Much like today’s roster, 2013’s team had a good mix of veterans and fresh new faces, but their bottom 12 wasn’t as deep as it is now. Consisting of an aging Ruslan Fedotenko, a very young Couturier, Matt Read, Eric Wellwood, Max Talbot and Zac Rinaldo, expectations should be low. They also had the great Jody Shelley to plug in wherever needed. But reading those names, how much did you get disgusted at those being on the third line except for Couturier?
Eight years later and Couturier is now centering the 1st line and the bottom six looks completely different. JVR, Nolan Patrick, Scott Laughton, Nic Aube-Kubel, Jakub Voracek, and Michael Raffl. Compared to the 2013 roster, 2021’s bottom six has a lot more skill and NHL experience. Three former first round picks on your third and fourth lines explains how much depth your team has. Expect Patrick to center JVR and Voracek on the third line while Raffl will center the fourth line with Scott Laughton and NAK.

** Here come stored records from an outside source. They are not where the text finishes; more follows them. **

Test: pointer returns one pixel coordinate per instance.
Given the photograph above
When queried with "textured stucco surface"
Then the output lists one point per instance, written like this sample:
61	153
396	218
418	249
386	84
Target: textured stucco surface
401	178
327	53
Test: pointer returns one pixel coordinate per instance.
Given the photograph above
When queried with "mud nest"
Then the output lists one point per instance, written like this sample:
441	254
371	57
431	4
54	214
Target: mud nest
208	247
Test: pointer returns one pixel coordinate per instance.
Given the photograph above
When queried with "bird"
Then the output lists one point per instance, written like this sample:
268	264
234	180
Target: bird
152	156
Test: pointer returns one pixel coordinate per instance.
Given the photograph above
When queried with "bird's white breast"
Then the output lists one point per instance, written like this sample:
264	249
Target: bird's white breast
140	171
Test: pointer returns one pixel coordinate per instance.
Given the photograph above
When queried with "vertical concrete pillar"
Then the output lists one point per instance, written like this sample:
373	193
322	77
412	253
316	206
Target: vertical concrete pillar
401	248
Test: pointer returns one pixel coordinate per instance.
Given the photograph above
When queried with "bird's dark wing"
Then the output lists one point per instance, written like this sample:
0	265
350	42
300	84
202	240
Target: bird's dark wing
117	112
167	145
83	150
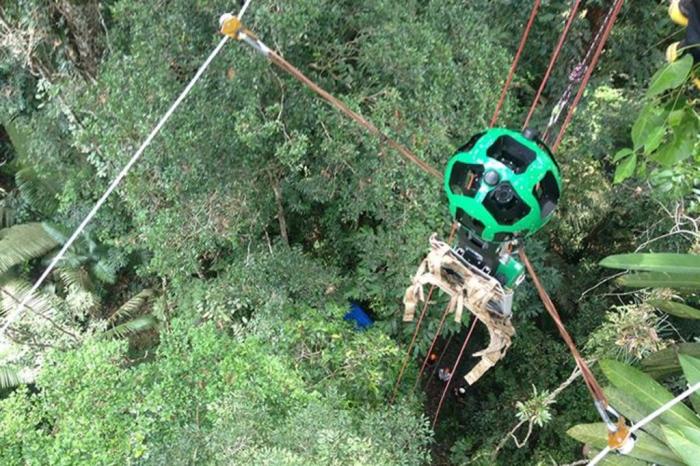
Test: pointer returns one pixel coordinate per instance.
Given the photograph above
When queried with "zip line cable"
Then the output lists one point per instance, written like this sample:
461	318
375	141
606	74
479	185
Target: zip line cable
658	412
553	60
576	75
432	345
407	358
115	183
612	16
454	370
516	59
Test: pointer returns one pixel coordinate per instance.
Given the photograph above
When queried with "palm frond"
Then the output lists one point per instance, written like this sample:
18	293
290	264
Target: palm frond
131	327
104	271
21	243
11	377
7	216
77	278
59	233
39	193
15	290
133	305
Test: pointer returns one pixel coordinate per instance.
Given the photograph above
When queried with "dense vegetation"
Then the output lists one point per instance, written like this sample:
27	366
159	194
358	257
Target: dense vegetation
200	318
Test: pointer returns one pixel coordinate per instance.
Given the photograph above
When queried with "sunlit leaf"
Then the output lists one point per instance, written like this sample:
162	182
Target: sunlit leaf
21	243
632	409
625	169
650	393
670	76
679	281
131	327
665	362
685	442
646	448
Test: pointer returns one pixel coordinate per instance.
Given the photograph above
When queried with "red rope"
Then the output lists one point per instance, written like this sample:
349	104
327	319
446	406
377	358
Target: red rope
552	60
454	370
516	59
407	358
432	345
437	365
589	71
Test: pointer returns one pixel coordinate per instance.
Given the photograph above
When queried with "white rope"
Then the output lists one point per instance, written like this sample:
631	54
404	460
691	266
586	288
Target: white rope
16	314
692	389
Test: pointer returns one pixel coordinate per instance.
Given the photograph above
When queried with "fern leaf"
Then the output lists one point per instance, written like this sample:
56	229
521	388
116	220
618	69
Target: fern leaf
77	278
133	305
59	233
104	272
14	291
21	243
131	327
10	377
7	216
38	193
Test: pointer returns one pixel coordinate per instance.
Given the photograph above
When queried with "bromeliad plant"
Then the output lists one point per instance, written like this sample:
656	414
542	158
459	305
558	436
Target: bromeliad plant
679	272
665	138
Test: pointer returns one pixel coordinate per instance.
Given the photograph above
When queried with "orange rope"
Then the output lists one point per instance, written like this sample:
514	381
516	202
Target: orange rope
516	59
588	377
589	71
454	370
552	60
407	358
356	117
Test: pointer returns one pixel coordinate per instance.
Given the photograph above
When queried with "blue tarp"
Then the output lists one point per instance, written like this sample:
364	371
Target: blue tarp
359	316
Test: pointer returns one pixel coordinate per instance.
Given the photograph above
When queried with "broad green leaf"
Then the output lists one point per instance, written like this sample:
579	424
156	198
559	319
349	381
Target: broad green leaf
691	370
59	233
670	76
632	409
131	327
685	442
622	153
654	139
676	116
10	377
676	309
648	392
625	169
613	459
679	281
654	262
104	272
650	118
681	145
665	362
647	448
129	308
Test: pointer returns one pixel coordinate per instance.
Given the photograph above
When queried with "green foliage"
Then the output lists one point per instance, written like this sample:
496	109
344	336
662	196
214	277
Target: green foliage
22	243
665	145
10	377
671	439
198	220
197	401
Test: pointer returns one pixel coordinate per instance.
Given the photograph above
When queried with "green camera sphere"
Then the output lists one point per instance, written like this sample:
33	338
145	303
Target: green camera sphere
502	185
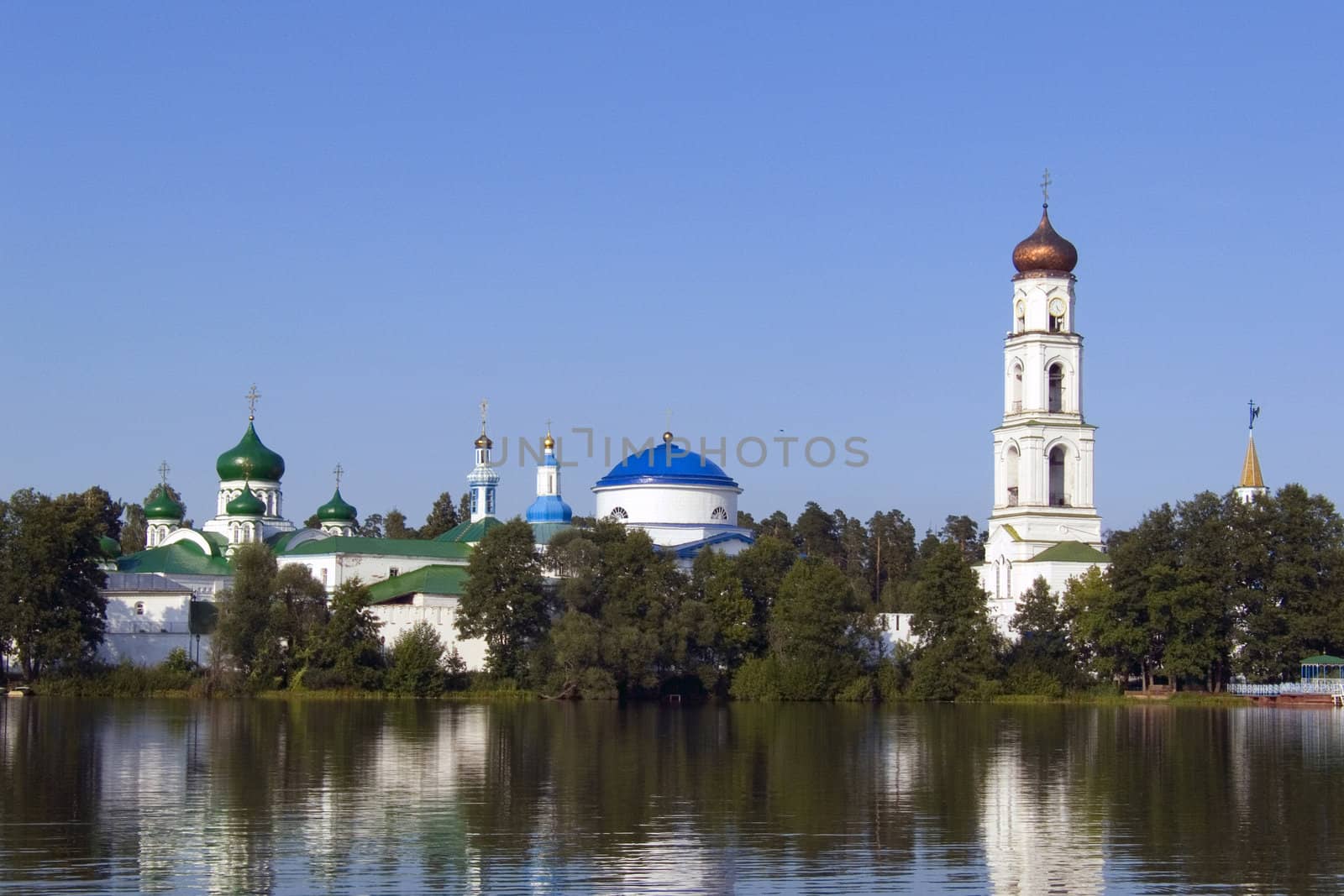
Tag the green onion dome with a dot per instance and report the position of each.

Back in 2013, the Philadelphia Flyers began their season against their inter-state rivals, the Pittsburgh Penguins. They dropped that game 3-1 and then went on to drop two more against the Sabres (5-2) and Devils (3-0). If they have a similar slow start in this year’s season, they will be finding themselves in the same position they were in 2013, missing the playoffs. A hot start is very important during a condensed schedule and also while playing the same teams over and over. If a team loses a game, they need to learn to bounce back quickly and win the next one to get a streak going.
Come Wednesday evening, the Flyers have a tall task to take on. They kickoff the entire NHL regular season with a 5:30 PM start time, once again, against their inter-state rivals. Expect the Flyers to come out with a lot of speed and energy against the Penguins. Fans should be excited to see this team take the ice this year. The depth and experience of this team should help propel this team past any of their divisional teams this year. This team is built completely different than the team that took the ice eight years ago.